Os norte-americanos, que nisso são os mais avançados, sabem bem qual é o limite de suas possibilidades.

É hora de prestar atenção aos ambientalistas e cientistas, como Lester Brown, a maior autoridade mundial nesta matéria e na produção de alimentos.

Eminentes pensadores veem claramente que o sistema capitalista desenvolvido marcha até um desastre inevitável. Ninguém teria sido capaz de antecipar as situações novas que são criadas ao longo do caminho, e nada é negado, pelo contrário, só se confirmam as crises que nos converteram em revolucionários. Agora não se trata da inevitabilidade da mudança na sociedade, mas do direito da espécie a uma vida diferente para a qual nós não deixamos de lutar.

Nem mesmo entre as religiões que postulam o Apocalipse, uma idéia em que muitos acreditam, ninguém, que eu saiba, sugeriu que seria neste milênio e, muito menos, neste século.

Pensei muito estes dias nos eventos que estão acontecendo e lhes peço que façam o mesmo, sem medo de estar pedindo um esforço inútil. Eu tenho o hábito de ler quantas análises de ecologistas e cientistas chegam às minhas mãos.

Ontem, quando eu refletia sobre o que aconteceu na Tunísia e no Egipto, me chamou a atenção um recente artigo de Paul Krugman, famoso escritor e economista sério, cujas análises sobre as medidas de Roosevelt, com a Grande Depressão e a guerra, refletiam um especial conhecimento da economia dos EUA e do papel desempenhado pelo autor do New Deal. Não é marxista nem socialista. Ele recebeu o Prêmio Nobel de Economia em 2008. Vejam (aqui no Vermelho) o que escreveu sobre a crise alimentar a pessoa talvez mais autorizada a fazê-lo.

Passaram quase 19 anos desde a Cúpula do Rio de Janeiro e estamos diante do problema.

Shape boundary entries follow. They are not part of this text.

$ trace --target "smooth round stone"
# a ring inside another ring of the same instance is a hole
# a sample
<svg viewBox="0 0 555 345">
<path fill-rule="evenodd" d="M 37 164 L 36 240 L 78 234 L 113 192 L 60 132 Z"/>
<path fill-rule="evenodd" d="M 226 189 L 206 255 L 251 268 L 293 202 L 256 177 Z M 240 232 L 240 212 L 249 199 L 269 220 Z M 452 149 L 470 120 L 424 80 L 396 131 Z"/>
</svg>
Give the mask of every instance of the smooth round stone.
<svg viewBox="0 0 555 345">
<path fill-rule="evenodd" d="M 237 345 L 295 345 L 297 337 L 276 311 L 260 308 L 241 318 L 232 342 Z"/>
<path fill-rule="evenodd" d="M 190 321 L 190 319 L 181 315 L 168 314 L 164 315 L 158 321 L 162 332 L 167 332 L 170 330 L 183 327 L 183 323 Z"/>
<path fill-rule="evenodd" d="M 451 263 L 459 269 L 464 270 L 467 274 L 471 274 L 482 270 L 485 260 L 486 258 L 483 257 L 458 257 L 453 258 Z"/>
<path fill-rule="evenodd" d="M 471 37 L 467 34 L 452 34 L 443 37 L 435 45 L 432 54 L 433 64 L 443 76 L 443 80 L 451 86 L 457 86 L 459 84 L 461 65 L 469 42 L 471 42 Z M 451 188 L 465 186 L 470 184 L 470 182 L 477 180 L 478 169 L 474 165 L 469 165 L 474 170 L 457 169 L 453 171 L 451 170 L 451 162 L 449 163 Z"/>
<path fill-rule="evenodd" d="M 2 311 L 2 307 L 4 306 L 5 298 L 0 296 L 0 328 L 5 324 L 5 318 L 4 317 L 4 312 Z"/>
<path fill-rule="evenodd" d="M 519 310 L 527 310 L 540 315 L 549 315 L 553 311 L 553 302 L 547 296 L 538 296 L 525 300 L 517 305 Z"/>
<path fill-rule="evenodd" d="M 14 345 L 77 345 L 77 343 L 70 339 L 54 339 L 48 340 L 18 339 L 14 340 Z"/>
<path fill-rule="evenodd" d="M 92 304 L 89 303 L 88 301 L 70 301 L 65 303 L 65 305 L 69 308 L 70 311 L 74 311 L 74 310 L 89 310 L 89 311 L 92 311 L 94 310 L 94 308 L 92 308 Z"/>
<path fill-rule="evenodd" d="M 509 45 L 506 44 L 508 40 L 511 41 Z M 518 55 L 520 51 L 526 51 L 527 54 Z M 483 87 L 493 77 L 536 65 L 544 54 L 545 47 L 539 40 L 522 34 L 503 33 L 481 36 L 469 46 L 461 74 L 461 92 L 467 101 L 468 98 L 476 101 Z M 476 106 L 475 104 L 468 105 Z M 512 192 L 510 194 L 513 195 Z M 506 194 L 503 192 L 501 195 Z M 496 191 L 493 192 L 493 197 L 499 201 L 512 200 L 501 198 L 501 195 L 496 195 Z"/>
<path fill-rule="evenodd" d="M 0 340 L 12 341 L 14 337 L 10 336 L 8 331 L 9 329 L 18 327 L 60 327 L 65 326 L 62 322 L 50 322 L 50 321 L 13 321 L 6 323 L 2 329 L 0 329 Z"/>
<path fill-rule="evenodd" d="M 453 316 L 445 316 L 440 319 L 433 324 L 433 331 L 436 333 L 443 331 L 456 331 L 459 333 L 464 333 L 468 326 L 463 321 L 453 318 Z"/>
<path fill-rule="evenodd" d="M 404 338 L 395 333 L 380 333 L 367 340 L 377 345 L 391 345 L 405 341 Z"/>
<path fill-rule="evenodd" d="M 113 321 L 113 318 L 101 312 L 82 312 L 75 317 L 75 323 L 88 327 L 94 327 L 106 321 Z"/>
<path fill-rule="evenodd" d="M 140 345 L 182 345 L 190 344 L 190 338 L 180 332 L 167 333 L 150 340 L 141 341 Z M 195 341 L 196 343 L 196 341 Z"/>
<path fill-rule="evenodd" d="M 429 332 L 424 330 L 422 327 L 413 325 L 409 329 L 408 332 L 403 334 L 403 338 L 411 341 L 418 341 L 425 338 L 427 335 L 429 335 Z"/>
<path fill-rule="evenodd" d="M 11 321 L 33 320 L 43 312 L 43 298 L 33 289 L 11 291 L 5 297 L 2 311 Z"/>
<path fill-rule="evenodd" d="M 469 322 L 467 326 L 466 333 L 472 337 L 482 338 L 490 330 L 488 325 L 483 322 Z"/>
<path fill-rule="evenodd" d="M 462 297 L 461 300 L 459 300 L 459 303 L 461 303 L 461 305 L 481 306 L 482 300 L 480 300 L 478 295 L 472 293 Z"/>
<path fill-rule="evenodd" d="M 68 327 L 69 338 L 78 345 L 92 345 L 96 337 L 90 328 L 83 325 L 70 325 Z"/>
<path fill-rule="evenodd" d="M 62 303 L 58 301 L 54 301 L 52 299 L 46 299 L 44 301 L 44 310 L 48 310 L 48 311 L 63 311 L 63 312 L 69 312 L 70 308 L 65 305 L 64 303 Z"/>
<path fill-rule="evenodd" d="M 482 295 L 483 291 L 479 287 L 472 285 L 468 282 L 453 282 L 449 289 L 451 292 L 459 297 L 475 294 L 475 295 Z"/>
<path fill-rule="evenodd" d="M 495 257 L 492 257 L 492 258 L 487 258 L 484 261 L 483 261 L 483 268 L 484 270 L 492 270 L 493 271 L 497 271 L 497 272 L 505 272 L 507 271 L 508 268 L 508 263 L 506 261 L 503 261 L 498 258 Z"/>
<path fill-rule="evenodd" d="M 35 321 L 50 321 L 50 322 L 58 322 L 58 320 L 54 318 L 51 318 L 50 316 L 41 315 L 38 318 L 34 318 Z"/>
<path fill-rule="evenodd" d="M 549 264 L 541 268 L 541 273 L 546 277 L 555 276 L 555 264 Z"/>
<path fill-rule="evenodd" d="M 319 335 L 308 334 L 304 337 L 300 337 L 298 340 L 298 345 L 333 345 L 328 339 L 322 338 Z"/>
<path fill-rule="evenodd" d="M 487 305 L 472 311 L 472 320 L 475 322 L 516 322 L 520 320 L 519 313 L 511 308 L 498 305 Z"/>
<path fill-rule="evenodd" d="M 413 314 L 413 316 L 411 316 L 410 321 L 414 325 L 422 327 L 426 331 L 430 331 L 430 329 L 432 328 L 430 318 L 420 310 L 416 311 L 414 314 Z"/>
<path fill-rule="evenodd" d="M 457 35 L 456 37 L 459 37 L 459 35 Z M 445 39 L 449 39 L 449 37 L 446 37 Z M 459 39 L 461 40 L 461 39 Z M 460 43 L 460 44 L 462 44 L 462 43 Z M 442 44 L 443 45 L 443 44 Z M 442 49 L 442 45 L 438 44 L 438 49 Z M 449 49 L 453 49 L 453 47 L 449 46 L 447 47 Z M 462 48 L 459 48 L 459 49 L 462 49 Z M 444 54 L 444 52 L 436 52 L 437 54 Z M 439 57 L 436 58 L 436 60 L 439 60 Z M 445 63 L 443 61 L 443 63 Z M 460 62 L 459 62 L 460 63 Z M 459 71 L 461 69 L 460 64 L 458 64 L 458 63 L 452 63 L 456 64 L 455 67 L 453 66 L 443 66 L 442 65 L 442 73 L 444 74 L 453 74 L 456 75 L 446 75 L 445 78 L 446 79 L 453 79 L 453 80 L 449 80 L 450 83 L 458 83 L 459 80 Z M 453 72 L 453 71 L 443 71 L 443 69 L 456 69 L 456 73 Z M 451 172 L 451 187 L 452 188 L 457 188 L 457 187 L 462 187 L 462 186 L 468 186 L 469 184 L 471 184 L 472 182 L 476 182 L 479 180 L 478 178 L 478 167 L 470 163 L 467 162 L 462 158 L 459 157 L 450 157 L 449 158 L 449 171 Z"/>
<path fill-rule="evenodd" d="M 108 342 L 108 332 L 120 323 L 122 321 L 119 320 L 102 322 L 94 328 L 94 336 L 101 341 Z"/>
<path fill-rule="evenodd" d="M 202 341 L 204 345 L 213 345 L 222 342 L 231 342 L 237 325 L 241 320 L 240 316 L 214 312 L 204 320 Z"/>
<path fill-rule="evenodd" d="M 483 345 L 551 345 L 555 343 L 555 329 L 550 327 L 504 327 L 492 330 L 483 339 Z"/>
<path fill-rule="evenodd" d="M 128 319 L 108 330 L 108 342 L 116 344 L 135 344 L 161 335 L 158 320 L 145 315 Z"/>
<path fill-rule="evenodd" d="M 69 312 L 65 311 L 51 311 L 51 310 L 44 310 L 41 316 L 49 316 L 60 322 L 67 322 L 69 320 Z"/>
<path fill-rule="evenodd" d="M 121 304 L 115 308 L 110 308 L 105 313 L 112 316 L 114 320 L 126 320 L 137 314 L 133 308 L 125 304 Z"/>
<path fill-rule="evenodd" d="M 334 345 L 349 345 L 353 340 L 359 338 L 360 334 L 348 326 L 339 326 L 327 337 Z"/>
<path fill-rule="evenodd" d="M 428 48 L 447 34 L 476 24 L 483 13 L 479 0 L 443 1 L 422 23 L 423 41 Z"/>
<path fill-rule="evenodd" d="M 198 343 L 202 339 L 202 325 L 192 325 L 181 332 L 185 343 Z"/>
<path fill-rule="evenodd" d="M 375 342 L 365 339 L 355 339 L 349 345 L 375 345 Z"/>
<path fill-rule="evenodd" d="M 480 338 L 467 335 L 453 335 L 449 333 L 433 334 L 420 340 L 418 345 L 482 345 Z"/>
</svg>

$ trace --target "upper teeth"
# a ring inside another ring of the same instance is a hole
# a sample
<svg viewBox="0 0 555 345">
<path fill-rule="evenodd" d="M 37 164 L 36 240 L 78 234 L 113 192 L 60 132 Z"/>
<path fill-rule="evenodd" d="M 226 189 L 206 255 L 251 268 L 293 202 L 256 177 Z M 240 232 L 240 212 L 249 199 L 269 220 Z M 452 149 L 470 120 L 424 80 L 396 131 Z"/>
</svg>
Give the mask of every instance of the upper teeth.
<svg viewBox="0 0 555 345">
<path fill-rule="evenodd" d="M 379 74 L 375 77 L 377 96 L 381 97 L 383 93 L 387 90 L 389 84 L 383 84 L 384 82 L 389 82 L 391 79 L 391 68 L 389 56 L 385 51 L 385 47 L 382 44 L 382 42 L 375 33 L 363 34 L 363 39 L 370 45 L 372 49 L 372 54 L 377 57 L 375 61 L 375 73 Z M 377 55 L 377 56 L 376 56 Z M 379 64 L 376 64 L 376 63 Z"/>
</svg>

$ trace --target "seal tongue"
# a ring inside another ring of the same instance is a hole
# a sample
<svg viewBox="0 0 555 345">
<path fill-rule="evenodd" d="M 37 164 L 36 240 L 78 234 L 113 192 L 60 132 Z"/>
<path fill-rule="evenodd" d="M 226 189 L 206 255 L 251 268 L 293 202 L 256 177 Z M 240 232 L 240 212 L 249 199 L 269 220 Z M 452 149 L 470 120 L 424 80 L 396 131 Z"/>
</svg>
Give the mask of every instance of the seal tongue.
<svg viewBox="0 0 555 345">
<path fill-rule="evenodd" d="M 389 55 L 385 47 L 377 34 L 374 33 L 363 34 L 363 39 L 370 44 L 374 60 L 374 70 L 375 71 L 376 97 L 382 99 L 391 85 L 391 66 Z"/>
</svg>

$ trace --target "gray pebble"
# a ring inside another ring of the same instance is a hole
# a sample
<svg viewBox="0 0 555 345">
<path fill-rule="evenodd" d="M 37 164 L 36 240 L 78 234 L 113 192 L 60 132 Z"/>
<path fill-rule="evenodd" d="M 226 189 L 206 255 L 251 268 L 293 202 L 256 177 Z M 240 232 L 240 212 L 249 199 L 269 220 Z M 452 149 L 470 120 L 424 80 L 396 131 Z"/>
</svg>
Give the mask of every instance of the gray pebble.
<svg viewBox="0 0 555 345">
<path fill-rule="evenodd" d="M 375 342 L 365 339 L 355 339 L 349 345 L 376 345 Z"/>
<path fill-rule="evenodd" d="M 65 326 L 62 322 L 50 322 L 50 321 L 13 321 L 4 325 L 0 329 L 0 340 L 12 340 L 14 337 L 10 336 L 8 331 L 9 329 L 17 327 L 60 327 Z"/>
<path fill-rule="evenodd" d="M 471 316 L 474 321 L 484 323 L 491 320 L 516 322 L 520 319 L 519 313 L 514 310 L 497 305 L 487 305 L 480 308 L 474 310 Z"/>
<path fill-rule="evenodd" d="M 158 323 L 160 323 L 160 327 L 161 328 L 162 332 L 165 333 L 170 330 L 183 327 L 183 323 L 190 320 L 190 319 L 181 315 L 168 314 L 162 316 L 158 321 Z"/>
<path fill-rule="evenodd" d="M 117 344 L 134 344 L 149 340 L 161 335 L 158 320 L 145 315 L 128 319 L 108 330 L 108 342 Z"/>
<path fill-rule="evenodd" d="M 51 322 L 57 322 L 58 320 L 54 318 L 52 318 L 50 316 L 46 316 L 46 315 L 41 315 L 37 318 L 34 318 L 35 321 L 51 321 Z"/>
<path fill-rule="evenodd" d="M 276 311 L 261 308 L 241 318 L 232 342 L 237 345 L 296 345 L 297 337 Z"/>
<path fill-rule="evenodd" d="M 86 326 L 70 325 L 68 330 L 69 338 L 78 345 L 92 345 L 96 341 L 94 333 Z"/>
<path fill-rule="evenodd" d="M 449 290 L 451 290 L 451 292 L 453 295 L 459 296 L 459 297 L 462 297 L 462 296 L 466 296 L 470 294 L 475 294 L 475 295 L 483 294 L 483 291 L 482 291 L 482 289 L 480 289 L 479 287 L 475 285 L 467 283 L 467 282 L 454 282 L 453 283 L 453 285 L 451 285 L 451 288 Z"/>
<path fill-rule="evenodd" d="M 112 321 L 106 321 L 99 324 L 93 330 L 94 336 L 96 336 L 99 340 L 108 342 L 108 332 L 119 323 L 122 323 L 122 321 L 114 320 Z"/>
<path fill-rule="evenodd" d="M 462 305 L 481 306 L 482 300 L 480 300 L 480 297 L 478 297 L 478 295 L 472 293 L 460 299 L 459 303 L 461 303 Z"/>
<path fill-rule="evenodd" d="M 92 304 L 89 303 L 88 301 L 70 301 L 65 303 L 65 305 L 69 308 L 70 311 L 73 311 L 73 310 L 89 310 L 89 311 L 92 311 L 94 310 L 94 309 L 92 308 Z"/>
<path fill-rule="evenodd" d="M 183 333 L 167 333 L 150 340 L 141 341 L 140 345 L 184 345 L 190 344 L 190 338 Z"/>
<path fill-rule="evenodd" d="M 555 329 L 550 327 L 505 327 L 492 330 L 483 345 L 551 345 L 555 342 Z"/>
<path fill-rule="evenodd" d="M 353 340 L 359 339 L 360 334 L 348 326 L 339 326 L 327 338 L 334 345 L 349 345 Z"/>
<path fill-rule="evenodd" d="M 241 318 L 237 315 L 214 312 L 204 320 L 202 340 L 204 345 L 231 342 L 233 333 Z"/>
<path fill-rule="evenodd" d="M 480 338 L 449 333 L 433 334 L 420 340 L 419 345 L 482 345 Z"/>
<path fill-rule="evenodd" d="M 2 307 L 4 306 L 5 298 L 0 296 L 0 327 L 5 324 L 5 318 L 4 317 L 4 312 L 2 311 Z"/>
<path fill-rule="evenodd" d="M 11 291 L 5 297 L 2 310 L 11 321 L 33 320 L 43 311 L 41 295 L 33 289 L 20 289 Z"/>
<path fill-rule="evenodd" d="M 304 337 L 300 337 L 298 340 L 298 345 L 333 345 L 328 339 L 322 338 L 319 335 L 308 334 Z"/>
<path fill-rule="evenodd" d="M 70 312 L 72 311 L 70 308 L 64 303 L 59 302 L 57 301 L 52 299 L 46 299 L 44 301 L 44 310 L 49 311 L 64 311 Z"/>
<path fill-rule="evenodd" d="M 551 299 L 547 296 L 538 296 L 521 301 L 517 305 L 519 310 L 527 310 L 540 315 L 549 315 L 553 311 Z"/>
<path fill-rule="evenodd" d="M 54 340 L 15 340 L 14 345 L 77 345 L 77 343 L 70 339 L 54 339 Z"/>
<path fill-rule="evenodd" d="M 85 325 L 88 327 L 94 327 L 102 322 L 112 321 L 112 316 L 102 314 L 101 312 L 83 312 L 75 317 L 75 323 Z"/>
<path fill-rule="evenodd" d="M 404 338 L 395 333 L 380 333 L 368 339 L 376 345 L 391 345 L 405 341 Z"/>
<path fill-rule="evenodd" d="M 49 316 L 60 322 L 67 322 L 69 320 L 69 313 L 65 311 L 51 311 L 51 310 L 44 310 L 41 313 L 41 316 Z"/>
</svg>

Ali estávamos levantando esses problemas, sem imaginar que o fim da espécie pode acontecer dentro de um século ou de décadas, se antes não ocorrer uma guerra.

O aumento dos preços dos alimentos agravará imediatamente, sem qualquer dúvida, a situação política internacional. Se, como resultado disso tudo se agravam os problemas, eu me pergunto: devemos ignorá-los?

Gostaria de focar nosso debate neste tema.

É preciso começar já a salvar a humanidade.